A schematic depicting flow of information to estimate an AOP-based Margin of Exposure. The AOP-derived MOE is the ratio of the PBPK model-derived in vivo exposure needed for the chemical to illicit biological activity (as described by the AOP) to the chemical’s environmental exposure estimate. The steps needed for the derivation of the in vivo exposure levels are depicted using the solid lines. The dashed lines represent steps taken to estimate environmental exposure levels. An AOP is used to select chemicals and determine their toxicity potential using in vitro HTS data. The chemicals are queried for any documented tissue levels (eg, blood or urine in literature or using NHANES data). If this data are available, the PBPK model for the mother is used to reconstruct Life-Time exposure (ENV_EXPOSURE) (as was shown for PFOS). If this data is not available, elaborate exposure models such as SHEDS-HT is used to estimate environmental exposures (ENV_EXPOSURE). Similarly, using the in vitro levels in target tissue (eg, fetal blood), the AOP_EXPOSURE is constructed by the PBPK model. The AOP-based Margin of Exposure is estimated as the ratio of the AOP_EXPOSURE to ENV_EXPOSURE.

MATERIALS AND METHODS

Overall life-stage PBPK model

Physiological descriptions of life-stages for fetus, neonate, growing child, and pregnant woman were considered in the overall PBPK model (Figure 2).
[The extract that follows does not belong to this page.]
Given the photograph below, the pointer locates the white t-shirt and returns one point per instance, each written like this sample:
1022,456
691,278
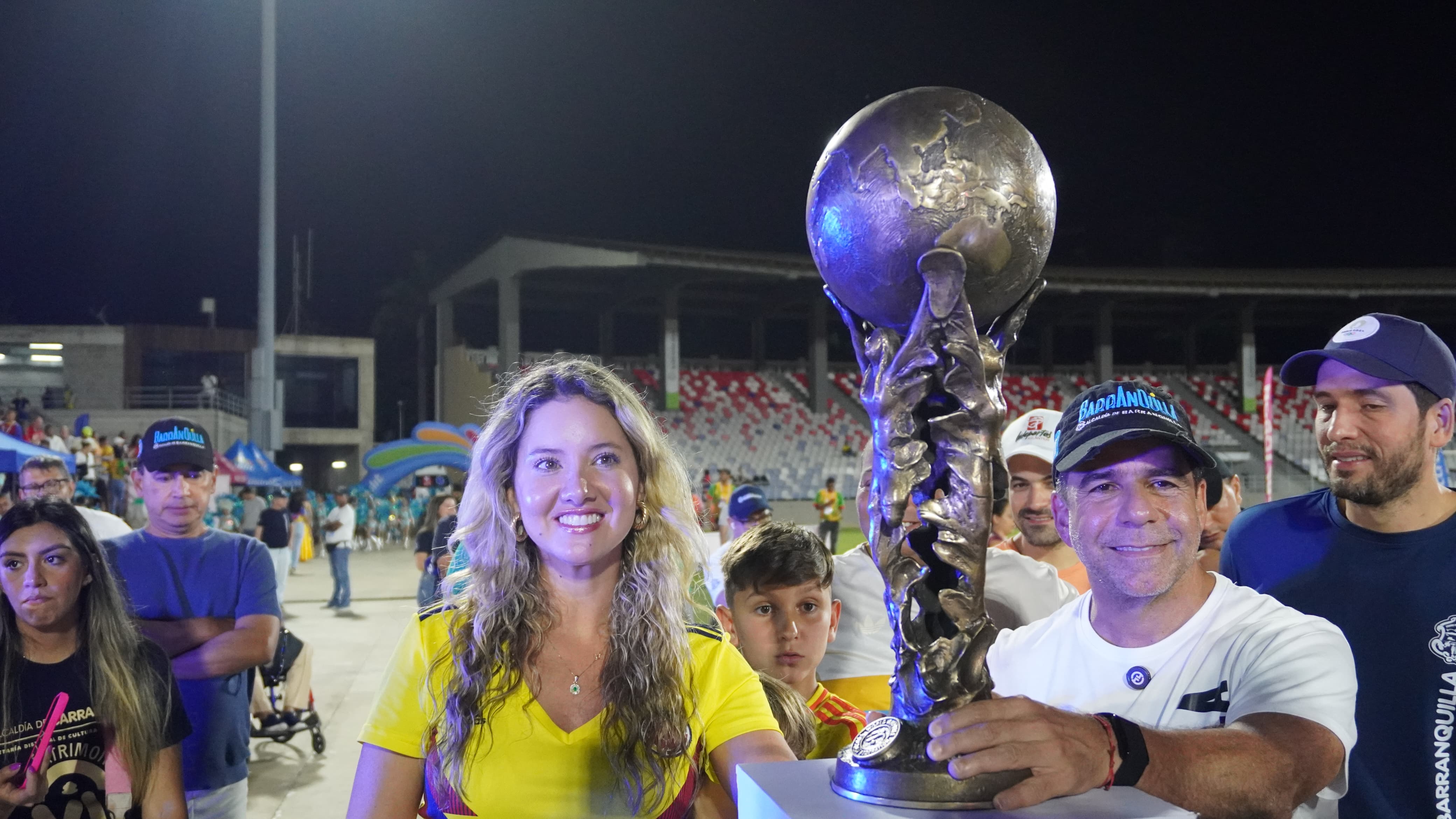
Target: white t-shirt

The inclusion of the life-stages was intended for the purpose of estimating maternal blood levels during pregnancy as a result of lifetime exposure to chemicals suspected of bioaccumulation to varying degrees. The life-stage PBPK model was applied by assuming initial blood levels of the chemicals to be negligible for a neonate at birth. Afterwards, model simulations starts by considering increasing chemical oral intake rate based on increasing bodyweight of a neonate and continues until adulthood and during pregnancy (conception was assumed to occur at age 25 years). During pregnancy, the model is extended to include a fetal PBPK submodel to predict in vivo chemical concentrations in fetal blood. For every life-stage, the predicted blood concentrations can be related to in vitro dose–response data obtained from HTS assays in view of the AOP of concern

FIG. 2.

FIG. 2

Schematic of the Life-Stage PBPK Model compartments and time line. Growing child is modeled using a PBPK model until conception (assumed at age 25). The PBPK model is then converted to a pregnancy one and included a fetal sub-model. The fetal sub-model illustrates the directions of blood flow as the chemical(s) is distributed to fetal tissues with descriptions for shunts (ductus venosus DV, and ductus arteriosus DA) and the foramen ovale (FO) in the heart. Influence of the shunts and FO is reduced until they disappear as the fetus is born and the submodel continues to describe a neonate.

Physiological parameters for the neonate, infant, growing child, and nonpregnant woman were obtained from the literature (Brown et al., 1997; Clewell et al., 2007; Gentry et al., 2003). Information on body growth for female children and adults were obtained from the National Center for Health Statistics. Partition coefficients for the four selected chemicals were obtained using ADMET Predictor and GastroPlus software (Simulations Plus, California). Oral absorption constants for each chemical were also obtained using GastroPlus and are described by first order kinetics using a first order constant rate Ka (h1).

PBPK parameters for the growing child

The PBPK submodel for the neonate/infant and growing child to adulthood (before pregnancy) included tissue compartments for skin, fat, brain, mammary, uterus, kidney, liver, lung, and slowly and rapidly perfused tissue. The volumes of the tissue compartments were linearly scaled, using tissue fractions from published literature based on increasing bodyweight (Brown et al., 1997). Blood flows to the compartments were also scaled linearly as a fraction of total cardiac output which was described using the following equation (Jegier et al., 1963).

x=60*(0.066*BWt+1.4)

where x is cardiac output (l/h), and BW(t) (kg) is body weight of an infant at time t (h).

Clearance of the chemicals during childhood growth was described via hepatic metabolism and systemic renal excretion. Temporal in vivo hepatic clearance rates were accounted for by linearly scaling values obtained from HTS in vitro hepatic clearance rates as described later in the hepatic clearance IVIVE section. This linear scaling for hepatic metabolism was adequate for life-time exposure situations as was illustrated when compared with available enzyme ontogeny information (as shown later for CYP1A2 ontogeny example in the results section). Temporal change in renal clearance was scaled based on body surface area (SA).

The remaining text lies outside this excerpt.